Nadia Sikorsky a grandi à Moscou où elle a obtenu un master de journalisme et un doctorat en histoire à l’Université d’État de Moscou. Après 13 ans passés au sein de l’Unesco, à Paris puis à Genève, et avoir exercé les fonctions de directrice de la communication à la Croix-Verte internationale fondée par Mikhaïl Gorbatchev, elle développe NashaGazeta.ch, premier quotidien russophone en ligne, lancé en 2007.

En 2022, elle s’est trouvée parmi celles et ceux qui, selon la rédaction du Temps, ont « sensiblement contribué au succès de la Suisse romande », figurant donc parmi les faiseurs d’opinion et leaders économiques, politiques, scientifiques et culturels : le Forum des 100.

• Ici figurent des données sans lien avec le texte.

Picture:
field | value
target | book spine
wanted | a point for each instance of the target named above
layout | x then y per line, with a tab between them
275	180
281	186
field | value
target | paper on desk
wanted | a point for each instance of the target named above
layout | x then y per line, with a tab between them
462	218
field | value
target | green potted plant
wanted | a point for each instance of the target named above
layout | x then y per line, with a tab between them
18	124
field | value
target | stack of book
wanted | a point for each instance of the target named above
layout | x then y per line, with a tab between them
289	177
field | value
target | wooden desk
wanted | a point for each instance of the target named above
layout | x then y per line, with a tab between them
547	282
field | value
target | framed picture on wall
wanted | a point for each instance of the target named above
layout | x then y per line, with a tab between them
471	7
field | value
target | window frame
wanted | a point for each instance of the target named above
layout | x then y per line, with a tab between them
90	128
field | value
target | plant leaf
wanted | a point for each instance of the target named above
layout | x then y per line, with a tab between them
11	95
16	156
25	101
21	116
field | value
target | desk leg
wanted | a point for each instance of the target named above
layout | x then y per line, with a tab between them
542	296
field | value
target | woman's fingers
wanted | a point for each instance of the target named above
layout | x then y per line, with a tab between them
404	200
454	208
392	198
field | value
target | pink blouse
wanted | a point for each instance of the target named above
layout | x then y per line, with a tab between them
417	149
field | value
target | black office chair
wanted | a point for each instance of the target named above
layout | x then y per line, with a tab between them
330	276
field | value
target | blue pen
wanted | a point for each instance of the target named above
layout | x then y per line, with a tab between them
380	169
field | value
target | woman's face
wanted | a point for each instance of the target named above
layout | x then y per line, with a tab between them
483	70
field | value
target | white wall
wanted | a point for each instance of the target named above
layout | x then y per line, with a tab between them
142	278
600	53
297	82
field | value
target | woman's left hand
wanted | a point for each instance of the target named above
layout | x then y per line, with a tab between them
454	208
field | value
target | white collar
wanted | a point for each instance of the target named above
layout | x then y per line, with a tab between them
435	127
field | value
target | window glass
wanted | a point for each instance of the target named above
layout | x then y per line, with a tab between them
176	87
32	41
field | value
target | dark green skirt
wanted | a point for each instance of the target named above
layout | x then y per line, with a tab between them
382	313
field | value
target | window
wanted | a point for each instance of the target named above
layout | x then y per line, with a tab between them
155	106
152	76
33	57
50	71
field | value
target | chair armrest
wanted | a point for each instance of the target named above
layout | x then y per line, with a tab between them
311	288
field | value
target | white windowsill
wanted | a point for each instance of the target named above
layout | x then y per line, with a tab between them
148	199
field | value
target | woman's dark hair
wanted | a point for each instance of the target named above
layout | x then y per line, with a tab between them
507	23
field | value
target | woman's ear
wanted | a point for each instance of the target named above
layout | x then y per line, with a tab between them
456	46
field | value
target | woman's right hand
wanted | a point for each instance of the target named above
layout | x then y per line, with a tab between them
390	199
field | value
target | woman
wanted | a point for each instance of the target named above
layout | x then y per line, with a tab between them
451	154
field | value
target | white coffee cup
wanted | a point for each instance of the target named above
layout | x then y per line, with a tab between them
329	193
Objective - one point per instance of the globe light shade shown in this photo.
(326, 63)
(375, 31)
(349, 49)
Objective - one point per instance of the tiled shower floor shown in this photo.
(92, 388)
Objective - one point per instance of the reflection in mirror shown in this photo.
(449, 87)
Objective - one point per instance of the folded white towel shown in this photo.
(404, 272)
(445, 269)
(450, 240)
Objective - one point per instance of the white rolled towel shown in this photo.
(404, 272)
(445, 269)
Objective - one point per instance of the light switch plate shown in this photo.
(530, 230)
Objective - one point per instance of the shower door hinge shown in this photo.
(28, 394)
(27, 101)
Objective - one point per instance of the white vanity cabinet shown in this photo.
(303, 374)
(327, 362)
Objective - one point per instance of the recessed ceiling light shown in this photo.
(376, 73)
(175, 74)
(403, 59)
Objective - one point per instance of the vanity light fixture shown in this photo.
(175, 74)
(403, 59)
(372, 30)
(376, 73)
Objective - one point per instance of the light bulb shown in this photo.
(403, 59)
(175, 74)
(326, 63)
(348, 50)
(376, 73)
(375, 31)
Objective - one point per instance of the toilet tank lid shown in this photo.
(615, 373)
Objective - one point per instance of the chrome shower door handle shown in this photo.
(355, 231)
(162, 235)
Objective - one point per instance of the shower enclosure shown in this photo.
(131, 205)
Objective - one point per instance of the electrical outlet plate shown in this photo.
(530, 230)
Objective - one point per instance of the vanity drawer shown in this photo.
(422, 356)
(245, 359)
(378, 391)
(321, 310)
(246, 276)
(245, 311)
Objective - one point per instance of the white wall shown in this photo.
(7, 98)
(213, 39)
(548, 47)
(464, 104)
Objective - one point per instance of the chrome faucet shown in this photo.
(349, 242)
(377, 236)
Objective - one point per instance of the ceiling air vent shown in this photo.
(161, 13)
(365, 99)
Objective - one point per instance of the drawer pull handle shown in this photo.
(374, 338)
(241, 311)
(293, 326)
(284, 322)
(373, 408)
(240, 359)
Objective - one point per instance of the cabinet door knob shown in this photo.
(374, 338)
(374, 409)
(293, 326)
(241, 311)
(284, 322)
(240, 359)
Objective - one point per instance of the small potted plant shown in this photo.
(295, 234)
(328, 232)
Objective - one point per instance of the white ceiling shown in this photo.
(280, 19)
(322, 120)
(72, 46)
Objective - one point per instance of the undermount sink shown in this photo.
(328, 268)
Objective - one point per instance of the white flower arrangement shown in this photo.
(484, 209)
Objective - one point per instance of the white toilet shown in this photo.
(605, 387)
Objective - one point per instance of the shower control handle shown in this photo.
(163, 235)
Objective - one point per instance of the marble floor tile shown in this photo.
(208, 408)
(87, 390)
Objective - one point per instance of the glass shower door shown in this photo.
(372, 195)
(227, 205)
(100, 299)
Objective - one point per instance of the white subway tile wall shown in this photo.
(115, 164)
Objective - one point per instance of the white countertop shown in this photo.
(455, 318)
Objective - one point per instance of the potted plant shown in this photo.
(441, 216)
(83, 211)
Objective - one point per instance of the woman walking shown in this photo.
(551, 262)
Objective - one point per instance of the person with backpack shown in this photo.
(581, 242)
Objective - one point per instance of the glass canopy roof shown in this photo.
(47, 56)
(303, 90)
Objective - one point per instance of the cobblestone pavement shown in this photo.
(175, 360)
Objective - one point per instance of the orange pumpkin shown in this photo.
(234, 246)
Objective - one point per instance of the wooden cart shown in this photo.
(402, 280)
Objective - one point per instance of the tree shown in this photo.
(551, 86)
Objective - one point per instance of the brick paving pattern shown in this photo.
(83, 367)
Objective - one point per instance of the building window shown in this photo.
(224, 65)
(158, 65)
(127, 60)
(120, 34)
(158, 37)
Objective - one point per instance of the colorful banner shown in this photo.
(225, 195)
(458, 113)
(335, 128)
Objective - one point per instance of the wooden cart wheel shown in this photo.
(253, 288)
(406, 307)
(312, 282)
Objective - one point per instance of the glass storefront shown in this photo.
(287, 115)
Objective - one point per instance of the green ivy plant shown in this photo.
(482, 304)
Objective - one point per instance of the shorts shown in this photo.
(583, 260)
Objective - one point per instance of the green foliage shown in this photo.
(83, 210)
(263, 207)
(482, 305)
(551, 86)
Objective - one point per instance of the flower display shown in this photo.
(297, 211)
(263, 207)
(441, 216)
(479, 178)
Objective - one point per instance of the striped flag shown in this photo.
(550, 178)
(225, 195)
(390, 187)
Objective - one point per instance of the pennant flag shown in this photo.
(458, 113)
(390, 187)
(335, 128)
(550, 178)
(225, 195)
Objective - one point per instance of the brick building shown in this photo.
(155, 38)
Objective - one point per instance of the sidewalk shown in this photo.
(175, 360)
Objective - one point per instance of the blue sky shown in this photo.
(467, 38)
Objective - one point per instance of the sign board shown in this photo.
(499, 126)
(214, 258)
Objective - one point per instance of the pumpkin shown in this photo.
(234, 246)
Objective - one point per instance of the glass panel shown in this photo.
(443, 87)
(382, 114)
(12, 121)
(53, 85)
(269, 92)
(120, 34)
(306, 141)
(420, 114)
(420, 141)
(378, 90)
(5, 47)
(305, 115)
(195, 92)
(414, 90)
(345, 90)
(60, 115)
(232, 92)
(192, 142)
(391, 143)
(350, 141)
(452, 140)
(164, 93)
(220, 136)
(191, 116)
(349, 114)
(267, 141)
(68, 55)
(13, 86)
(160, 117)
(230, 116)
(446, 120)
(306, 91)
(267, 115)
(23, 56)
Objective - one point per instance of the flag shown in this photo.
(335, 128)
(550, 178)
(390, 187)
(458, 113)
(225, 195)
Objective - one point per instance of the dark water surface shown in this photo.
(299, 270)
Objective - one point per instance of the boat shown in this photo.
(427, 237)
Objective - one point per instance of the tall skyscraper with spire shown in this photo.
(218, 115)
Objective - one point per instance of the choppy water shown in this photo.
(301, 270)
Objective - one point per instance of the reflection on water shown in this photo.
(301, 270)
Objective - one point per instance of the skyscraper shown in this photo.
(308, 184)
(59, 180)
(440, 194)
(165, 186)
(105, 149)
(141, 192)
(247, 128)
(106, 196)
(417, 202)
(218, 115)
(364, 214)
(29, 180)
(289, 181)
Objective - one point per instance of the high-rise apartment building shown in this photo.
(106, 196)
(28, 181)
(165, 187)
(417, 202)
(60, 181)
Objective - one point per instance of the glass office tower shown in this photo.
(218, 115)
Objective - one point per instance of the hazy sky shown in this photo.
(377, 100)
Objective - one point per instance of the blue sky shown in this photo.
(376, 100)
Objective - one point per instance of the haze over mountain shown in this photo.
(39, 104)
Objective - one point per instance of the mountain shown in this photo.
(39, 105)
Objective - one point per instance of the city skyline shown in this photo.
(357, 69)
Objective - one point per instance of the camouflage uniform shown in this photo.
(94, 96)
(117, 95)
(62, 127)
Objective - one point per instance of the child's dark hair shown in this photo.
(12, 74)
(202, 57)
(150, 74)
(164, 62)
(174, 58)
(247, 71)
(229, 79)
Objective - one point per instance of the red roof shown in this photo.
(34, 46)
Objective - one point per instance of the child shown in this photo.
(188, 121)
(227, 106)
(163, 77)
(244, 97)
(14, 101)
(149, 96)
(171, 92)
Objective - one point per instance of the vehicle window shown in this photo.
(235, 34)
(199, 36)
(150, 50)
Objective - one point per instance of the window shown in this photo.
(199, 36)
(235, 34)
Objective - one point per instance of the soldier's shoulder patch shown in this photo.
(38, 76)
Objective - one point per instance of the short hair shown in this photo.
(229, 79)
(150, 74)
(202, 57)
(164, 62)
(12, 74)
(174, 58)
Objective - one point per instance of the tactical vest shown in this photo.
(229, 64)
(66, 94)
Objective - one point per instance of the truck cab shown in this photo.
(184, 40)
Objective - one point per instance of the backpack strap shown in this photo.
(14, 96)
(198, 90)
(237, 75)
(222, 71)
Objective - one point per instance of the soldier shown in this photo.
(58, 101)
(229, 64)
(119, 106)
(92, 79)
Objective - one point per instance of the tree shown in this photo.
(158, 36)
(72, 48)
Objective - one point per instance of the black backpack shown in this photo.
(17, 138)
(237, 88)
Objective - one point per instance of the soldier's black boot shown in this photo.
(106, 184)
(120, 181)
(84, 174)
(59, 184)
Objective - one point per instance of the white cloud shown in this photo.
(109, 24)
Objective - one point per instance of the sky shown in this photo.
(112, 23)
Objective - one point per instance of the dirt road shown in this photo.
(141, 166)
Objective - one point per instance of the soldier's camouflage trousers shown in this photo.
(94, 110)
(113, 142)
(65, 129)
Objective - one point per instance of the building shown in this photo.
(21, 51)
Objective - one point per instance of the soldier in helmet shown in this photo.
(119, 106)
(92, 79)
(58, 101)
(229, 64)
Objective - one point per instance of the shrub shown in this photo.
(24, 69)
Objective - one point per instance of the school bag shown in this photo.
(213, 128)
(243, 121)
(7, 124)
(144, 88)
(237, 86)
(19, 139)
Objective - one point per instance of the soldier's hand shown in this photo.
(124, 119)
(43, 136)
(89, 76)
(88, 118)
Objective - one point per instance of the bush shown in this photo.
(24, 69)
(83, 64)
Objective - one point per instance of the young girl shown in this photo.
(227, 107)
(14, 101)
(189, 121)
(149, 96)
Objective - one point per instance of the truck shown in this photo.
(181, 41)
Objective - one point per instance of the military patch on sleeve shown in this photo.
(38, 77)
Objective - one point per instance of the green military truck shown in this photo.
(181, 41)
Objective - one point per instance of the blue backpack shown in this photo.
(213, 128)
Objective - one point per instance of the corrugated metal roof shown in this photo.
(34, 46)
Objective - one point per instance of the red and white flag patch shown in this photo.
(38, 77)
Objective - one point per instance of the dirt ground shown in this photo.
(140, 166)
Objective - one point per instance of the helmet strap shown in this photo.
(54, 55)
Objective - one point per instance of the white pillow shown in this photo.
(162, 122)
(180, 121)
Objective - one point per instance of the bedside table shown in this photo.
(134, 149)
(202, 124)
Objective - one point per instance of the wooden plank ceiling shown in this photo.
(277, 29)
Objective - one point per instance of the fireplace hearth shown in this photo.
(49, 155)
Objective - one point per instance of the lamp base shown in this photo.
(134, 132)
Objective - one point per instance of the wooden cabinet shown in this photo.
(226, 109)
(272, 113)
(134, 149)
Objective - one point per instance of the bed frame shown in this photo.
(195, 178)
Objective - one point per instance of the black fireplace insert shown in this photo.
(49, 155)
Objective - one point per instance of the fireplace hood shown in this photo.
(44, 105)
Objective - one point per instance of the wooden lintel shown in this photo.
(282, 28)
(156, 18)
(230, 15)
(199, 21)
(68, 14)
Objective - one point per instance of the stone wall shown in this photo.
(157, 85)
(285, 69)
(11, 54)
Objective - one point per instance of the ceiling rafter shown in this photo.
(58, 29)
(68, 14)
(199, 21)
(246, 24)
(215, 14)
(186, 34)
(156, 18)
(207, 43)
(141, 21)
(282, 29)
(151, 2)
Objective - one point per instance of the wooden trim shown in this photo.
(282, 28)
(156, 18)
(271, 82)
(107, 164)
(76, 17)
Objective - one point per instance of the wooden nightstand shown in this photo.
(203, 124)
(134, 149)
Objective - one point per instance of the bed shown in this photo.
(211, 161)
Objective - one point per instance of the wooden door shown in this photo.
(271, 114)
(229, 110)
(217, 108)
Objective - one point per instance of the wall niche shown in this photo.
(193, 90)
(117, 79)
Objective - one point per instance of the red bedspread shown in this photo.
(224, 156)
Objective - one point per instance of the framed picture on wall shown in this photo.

Après 18 ans en charge de NashaGazeta.ch, Nadia Sikorsky a décidé de revenir à ses sources et de se concentrer sur ce qui la passionne vraiment : la culture dans toute sa diversité. Cette décision a pris la forme de ce blog culturel trilingue (russe, anglais, français) né au cœur de l’Europe – en Suisse, donc, son pays d’adoption, le pays qui se distingue par son multiculturalisme et son multilinguisme.

Nadia Sikorsky ne se présente pas comme une "voix russe", mais comme une voix d’Européenne d'origine russe (plus de 35 ans en Europe, passés 25 ans en Suisse) au bénéfice de plus de 30 ans d’expérience professionnelle dans le monde culturel – ceci au niveau international. Elle se positionne comme médiatrice culturelle entre les traditions russes et européennes ; le titre de sa chronique, "L'accent russe", capture cette essence – l’accent n’étant pas une barrière linguistique, ni un positionnement politique mais une empreinte culturelle distinctive dans le contexte européen.